Excuse me for my ignorance, but well, I’m quite amazed. There are places in the United States of America where potable water isn’t available on a regular basis? That seems to be a far greater, and immediate social concern than the buildup of plastic bottles. Look, I know it took into the 70’s before Appalachia got electricity, but to think there isn’t clean running water available in the US today seems a tremendous shonda.
the tap water in jerusalem hardly counts as potable.
Doesn’t anyone remember the bit in the movie “The Heathers” where Christian Slater sets up a double murder as a fake suicide by planting bottled water at the scene, thus convincing everyone that the victims were gay?
That’s right, in the 80s only homosexuals drank bottled water. What ever happened to good ol’ fashioned American homophobia?
themicah: Heathers! Wow! That movie has so many great lines!
The scene actually involved mineral water, as opposed to regular bottled water, and was also a comment on beer drinking in Ohio male culture.
JD (Slater) Alright, now here’s the one perfecto thing I picked up: mineral water.
Veronica (Ryder): Oh, come on, a lot of people drink mineral water. It’s come a long way.
JD: Yeah, but this is Ohio. I mean, if you don’t have a brewski in your hand, you might as well be wearin’ a dress.
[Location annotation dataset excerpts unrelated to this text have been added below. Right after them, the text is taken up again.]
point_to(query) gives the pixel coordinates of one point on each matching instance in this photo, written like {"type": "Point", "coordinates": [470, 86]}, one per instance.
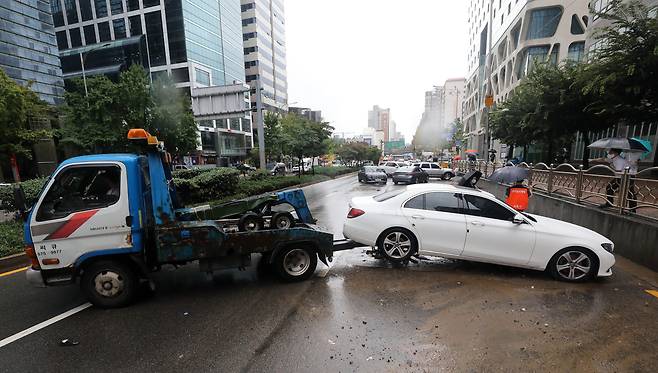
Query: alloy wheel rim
{"type": "Point", "coordinates": [573, 265]}
{"type": "Point", "coordinates": [296, 262]}
{"type": "Point", "coordinates": [109, 284]}
{"type": "Point", "coordinates": [397, 245]}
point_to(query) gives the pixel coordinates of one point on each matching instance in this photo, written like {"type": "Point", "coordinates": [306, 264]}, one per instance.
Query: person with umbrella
{"type": "Point", "coordinates": [518, 195]}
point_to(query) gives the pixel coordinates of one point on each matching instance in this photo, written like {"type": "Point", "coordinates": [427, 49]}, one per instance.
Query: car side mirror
{"type": "Point", "coordinates": [518, 219]}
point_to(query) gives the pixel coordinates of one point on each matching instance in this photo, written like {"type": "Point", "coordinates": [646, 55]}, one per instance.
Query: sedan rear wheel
{"type": "Point", "coordinates": [573, 265]}
{"type": "Point", "coordinates": [397, 245]}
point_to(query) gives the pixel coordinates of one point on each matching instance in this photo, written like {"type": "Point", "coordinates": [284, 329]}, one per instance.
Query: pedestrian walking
{"type": "Point", "coordinates": [518, 195]}
{"type": "Point", "coordinates": [619, 164]}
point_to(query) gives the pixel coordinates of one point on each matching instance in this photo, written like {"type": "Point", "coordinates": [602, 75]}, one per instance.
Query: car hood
{"type": "Point", "coordinates": [554, 226]}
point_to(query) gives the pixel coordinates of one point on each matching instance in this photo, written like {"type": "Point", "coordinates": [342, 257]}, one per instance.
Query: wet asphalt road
{"type": "Point", "coordinates": [359, 315]}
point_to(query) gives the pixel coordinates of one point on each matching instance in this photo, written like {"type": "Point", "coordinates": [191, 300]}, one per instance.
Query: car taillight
{"type": "Point", "coordinates": [353, 213]}
{"type": "Point", "coordinates": [29, 251]}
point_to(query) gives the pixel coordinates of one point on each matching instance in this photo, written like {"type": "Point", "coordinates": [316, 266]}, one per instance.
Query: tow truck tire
{"type": "Point", "coordinates": [250, 222]}
{"type": "Point", "coordinates": [109, 284]}
{"type": "Point", "coordinates": [282, 220]}
{"type": "Point", "coordinates": [295, 263]}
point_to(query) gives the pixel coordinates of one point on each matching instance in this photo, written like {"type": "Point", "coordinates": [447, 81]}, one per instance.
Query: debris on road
{"type": "Point", "coordinates": [68, 342]}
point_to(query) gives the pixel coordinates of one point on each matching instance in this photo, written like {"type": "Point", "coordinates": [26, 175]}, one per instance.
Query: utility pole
{"type": "Point", "coordinates": [260, 126]}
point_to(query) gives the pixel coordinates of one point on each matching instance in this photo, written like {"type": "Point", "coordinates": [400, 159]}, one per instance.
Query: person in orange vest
{"type": "Point", "coordinates": [518, 195]}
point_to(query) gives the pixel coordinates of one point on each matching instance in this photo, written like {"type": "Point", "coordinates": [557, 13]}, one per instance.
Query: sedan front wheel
{"type": "Point", "coordinates": [397, 245]}
{"type": "Point", "coordinates": [573, 265]}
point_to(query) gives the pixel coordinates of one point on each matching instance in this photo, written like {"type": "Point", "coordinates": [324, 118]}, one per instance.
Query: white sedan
{"type": "Point", "coordinates": [470, 224]}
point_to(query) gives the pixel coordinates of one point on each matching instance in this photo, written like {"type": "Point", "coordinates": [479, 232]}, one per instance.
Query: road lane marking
{"type": "Point", "coordinates": [13, 271]}
{"type": "Point", "coordinates": [653, 292]}
{"type": "Point", "coordinates": [44, 324]}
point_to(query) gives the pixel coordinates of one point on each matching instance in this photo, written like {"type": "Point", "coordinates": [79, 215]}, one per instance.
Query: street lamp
{"type": "Point", "coordinates": [83, 56]}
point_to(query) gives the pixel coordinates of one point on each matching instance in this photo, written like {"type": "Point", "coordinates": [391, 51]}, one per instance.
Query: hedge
{"type": "Point", "coordinates": [11, 238]}
{"type": "Point", "coordinates": [32, 188]}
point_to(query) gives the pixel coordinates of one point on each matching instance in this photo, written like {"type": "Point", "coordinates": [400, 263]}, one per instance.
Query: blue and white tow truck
{"type": "Point", "coordinates": [109, 220]}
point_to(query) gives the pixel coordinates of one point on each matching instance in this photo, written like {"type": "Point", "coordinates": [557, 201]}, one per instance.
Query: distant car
{"type": "Point", "coordinates": [243, 167]}
{"type": "Point", "coordinates": [410, 175]}
{"type": "Point", "coordinates": [390, 166]}
{"type": "Point", "coordinates": [182, 167]}
{"type": "Point", "coordinates": [435, 170]}
{"type": "Point", "coordinates": [372, 174]}
{"type": "Point", "coordinates": [466, 223]}
{"type": "Point", "coordinates": [278, 169]}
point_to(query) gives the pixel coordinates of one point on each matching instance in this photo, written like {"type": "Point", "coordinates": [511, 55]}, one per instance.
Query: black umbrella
{"type": "Point", "coordinates": [509, 174]}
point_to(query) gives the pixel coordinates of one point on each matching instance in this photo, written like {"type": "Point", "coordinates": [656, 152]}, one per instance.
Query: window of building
{"type": "Point", "coordinates": [486, 208]}
{"type": "Point", "coordinates": [135, 25]}
{"type": "Point", "coordinates": [576, 27]}
{"type": "Point", "coordinates": [85, 10]}
{"type": "Point", "coordinates": [132, 4]}
{"type": "Point", "coordinates": [58, 16]}
{"type": "Point", "coordinates": [62, 42]}
{"type": "Point", "coordinates": [101, 8]}
{"type": "Point", "coordinates": [71, 11]}
{"type": "Point", "coordinates": [543, 22]}
{"type": "Point", "coordinates": [235, 124]}
{"type": "Point", "coordinates": [76, 39]}
{"type": "Point", "coordinates": [90, 35]}
{"type": "Point", "coordinates": [202, 76]}
{"type": "Point", "coordinates": [104, 31]}
{"type": "Point", "coordinates": [150, 3]}
{"type": "Point", "coordinates": [80, 188]}
{"type": "Point", "coordinates": [576, 51]}
{"type": "Point", "coordinates": [155, 38]}
{"type": "Point", "coordinates": [175, 32]}
{"type": "Point", "coordinates": [116, 6]}
{"type": "Point", "coordinates": [208, 140]}
{"type": "Point", "coordinates": [221, 123]}
{"type": "Point", "coordinates": [246, 125]}
{"type": "Point", "coordinates": [181, 75]}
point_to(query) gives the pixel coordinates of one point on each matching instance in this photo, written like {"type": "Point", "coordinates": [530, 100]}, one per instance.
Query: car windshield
{"type": "Point", "coordinates": [388, 195]}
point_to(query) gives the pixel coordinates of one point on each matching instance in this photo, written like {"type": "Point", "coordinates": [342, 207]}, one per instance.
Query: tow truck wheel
{"type": "Point", "coordinates": [109, 284]}
{"type": "Point", "coordinates": [250, 222]}
{"type": "Point", "coordinates": [282, 220]}
{"type": "Point", "coordinates": [295, 263]}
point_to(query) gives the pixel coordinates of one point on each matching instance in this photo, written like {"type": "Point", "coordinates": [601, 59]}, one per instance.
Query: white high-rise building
{"type": "Point", "coordinates": [264, 37]}
{"type": "Point", "coordinates": [506, 37]}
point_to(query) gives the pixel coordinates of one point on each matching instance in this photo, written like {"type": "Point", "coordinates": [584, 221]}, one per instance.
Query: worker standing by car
{"type": "Point", "coordinates": [518, 195]}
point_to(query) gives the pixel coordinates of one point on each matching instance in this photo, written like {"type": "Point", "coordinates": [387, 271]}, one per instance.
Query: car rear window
{"type": "Point", "coordinates": [388, 195]}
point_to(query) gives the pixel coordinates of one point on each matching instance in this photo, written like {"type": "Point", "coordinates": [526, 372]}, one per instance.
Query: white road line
{"type": "Point", "coordinates": [44, 324]}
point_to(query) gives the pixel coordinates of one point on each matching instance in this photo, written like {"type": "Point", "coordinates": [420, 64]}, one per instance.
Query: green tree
{"type": "Point", "coordinates": [172, 119]}
{"type": "Point", "coordinates": [18, 107]}
{"type": "Point", "coordinates": [623, 71]}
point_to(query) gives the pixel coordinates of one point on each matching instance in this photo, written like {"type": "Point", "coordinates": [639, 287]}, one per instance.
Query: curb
{"type": "Point", "coordinates": [14, 261]}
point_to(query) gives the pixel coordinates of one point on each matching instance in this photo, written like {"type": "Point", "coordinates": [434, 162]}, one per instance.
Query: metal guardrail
{"type": "Point", "coordinates": [626, 193]}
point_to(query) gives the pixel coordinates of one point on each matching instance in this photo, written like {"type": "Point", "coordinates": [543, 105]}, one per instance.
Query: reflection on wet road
{"type": "Point", "coordinates": [362, 314]}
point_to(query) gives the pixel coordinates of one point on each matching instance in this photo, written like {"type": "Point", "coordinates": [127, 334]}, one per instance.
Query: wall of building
{"type": "Point", "coordinates": [506, 37]}
{"type": "Point", "coordinates": [28, 48]}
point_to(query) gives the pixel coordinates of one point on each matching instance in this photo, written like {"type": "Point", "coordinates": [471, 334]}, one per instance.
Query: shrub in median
{"type": "Point", "coordinates": [11, 237]}
{"type": "Point", "coordinates": [32, 188]}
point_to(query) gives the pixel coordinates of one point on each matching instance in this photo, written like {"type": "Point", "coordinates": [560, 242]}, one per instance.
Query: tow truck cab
{"type": "Point", "coordinates": [110, 219]}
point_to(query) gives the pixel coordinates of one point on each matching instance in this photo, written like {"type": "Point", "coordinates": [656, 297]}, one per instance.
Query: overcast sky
{"type": "Point", "coordinates": [344, 56]}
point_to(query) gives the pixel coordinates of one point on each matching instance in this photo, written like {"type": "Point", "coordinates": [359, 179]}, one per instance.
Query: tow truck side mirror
{"type": "Point", "coordinates": [19, 201]}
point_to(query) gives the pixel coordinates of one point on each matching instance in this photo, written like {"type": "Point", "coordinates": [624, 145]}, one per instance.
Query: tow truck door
{"type": "Point", "coordinates": [83, 209]}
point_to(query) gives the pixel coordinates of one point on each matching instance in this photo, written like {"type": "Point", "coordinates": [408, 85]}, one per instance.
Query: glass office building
{"type": "Point", "coordinates": [197, 42]}
{"type": "Point", "coordinates": [28, 50]}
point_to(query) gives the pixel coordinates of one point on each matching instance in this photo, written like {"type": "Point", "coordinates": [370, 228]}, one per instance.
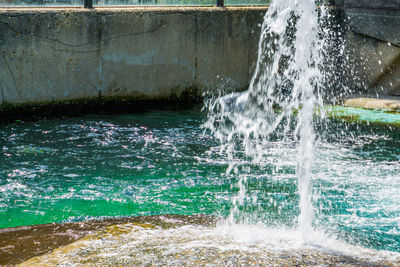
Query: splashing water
{"type": "Point", "coordinates": [287, 81]}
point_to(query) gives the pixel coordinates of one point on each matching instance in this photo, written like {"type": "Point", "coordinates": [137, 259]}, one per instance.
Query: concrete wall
{"type": "Point", "coordinates": [374, 43]}
{"type": "Point", "coordinates": [52, 55]}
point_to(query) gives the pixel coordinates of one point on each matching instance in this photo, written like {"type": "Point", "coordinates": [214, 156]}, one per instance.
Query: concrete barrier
{"type": "Point", "coordinates": [50, 55]}
{"type": "Point", "coordinates": [374, 43]}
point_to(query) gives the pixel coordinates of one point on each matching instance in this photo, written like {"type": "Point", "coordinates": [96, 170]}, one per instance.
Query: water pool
{"type": "Point", "coordinates": [163, 162]}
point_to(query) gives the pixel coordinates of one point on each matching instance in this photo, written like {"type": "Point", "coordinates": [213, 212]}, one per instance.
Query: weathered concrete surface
{"type": "Point", "coordinates": [374, 43]}
{"type": "Point", "coordinates": [374, 64]}
{"type": "Point", "coordinates": [65, 54]}
{"type": "Point", "coordinates": [377, 19]}
{"type": "Point", "coordinates": [373, 103]}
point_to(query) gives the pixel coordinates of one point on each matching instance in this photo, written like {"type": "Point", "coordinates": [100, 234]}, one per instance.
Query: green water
{"type": "Point", "coordinates": [162, 162]}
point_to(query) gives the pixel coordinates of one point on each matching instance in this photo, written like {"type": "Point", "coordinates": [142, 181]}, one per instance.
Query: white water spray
{"type": "Point", "coordinates": [287, 80]}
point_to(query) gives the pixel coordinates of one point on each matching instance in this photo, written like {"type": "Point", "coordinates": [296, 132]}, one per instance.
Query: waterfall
{"type": "Point", "coordinates": [284, 90]}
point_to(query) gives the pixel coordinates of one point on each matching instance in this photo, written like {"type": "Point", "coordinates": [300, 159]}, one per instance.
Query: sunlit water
{"type": "Point", "coordinates": [72, 169]}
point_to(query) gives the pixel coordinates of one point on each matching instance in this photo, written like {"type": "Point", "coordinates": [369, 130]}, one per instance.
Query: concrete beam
{"type": "Point", "coordinates": [64, 54]}
{"type": "Point", "coordinates": [377, 19]}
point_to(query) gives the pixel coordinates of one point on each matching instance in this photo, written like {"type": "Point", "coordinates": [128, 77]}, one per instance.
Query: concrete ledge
{"type": "Point", "coordinates": [372, 103]}
{"type": "Point", "coordinates": [56, 54]}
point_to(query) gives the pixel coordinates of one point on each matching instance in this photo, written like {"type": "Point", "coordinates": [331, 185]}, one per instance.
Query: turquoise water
{"type": "Point", "coordinates": [163, 162]}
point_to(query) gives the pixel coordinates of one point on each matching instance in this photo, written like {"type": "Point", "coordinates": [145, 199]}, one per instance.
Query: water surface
{"type": "Point", "coordinates": [163, 162]}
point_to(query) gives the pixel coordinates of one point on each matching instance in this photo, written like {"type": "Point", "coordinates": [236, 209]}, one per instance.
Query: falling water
{"type": "Point", "coordinates": [287, 81]}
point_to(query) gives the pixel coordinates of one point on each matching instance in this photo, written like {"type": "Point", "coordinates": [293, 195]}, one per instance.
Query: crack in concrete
{"type": "Point", "coordinates": [2, 92]}
{"type": "Point", "coordinates": [8, 26]}
{"type": "Point", "coordinates": [12, 75]}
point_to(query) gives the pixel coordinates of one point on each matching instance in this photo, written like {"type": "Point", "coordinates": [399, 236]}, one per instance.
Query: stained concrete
{"type": "Point", "coordinates": [65, 54]}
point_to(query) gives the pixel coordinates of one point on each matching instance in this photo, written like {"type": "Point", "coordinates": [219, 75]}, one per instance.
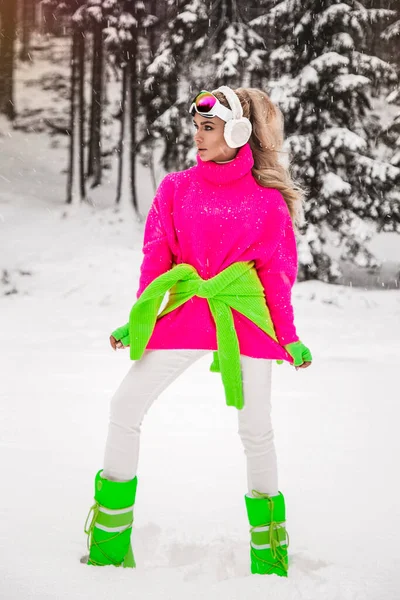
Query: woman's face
{"type": "Point", "coordinates": [210, 141]}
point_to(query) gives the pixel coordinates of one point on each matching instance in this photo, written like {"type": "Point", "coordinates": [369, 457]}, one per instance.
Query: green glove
{"type": "Point", "coordinates": [299, 352]}
{"type": "Point", "coordinates": [122, 334]}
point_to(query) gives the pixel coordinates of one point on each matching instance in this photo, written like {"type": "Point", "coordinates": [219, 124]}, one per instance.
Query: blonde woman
{"type": "Point", "coordinates": [220, 239]}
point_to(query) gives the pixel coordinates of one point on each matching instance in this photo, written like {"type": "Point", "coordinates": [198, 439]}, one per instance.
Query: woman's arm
{"type": "Point", "coordinates": [278, 272]}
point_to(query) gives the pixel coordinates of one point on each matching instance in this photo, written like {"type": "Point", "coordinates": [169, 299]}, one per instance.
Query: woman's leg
{"type": "Point", "coordinates": [145, 381]}
{"type": "Point", "coordinates": [255, 426]}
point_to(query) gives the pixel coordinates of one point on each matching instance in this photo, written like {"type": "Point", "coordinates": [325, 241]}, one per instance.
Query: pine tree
{"type": "Point", "coordinates": [391, 35]}
{"type": "Point", "coordinates": [323, 81]}
{"type": "Point", "coordinates": [128, 22]}
{"type": "Point", "coordinates": [205, 45]}
{"type": "Point", "coordinates": [75, 10]}
{"type": "Point", "coordinates": [7, 56]}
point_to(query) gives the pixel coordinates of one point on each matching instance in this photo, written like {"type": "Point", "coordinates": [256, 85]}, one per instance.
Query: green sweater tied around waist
{"type": "Point", "coordinates": [237, 287]}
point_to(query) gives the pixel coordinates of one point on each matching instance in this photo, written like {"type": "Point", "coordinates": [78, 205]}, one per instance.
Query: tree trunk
{"type": "Point", "coordinates": [7, 49]}
{"type": "Point", "coordinates": [28, 18]}
{"type": "Point", "coordinates": [76, 175]}
{"type": "Point", "coordinates": [133, 104]}
{"type": "Point", "coordinates": [121, 188]}
{"type": "Point", "coordinates": [94, 160]}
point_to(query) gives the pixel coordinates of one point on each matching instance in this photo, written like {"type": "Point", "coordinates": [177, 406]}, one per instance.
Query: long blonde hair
{"type": "Point", "coordinates": [266, 145]}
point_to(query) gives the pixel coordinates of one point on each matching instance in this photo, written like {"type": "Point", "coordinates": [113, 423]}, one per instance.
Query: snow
{"type": "Point", "coordinates": [71, 278]}
{"type": "Point", "coordinates": [349, 83]}
{"type": "Point", "coordinates": [341, 137]}
{"type": "Point", "coordinates": [332, 184]}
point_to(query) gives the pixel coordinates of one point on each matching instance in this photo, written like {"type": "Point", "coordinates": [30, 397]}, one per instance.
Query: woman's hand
{"type": "Point", "coordinates": [116, 344]}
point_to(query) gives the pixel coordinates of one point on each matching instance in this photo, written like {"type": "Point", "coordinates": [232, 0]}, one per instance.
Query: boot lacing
{"type": "Point", "coordinates": [273, 530]}
{"type": "Point", "coordinates": [91, 541]}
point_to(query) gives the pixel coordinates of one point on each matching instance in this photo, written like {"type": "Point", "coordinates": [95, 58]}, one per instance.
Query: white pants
{"type": "Point", "coordinates": [151, 375]}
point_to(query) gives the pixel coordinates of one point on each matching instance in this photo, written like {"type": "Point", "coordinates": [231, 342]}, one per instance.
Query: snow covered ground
{"type": "Point", "coordinates": [70, 279]}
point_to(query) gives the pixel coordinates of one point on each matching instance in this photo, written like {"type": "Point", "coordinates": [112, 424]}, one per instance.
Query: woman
{"type": "Point", "coordinates": [220, 238]}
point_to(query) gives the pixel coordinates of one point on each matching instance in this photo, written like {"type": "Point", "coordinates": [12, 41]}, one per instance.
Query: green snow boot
{"type": "Point", "coordinates": [109, 531]}
{"type": "Point", "coordinates": [269, 540]}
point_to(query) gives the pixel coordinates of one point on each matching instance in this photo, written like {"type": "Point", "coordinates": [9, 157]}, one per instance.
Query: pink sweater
{"type": "Point", "coordinates": [211, 216]}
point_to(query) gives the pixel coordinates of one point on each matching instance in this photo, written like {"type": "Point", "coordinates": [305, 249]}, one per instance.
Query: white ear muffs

However, you are right about how times have changed. In fact, I’ve often thought of this scene when the topic of the bottled water craze comes up. Indeed, a guy in Ohio drinking any form of bottled water instead of beer would probably not elicit the same reaction today that “Heathers” implies he would have back in 1989.
Veronica: “If you were happy every day of your life, you wouldn’t be a human being; you’d be a game show host.”
I drank tap water in Jerusalem for 2 weeks last month to no ill effect. What’s the deal?
A comment from Southern California: in our community, new revelations about toxins affecting our water supply appear on a regular basis. Perchlorates are the most recent and our water district very belatedly closed a couple of contaminated wells. I’ve seen no proof that Brita and other filters adequately remove perchlorates, and when “Sarah” [above] comes to my house to replace the “giant water bubbler bottles” I’ll switch from bottled water to a delivery service. Actually, after factoring in the diesel fuel consumed by these delivery services, bottled water may be a more “green” solution.
unfiltered tapwater from Jerusalem is safe, but has a strong taste that made me queasy. When I didn’ have a filter, I added grapefruit flavored syrup to it.
DC has some water issues, though none to my knowledge that a filter can’t fix.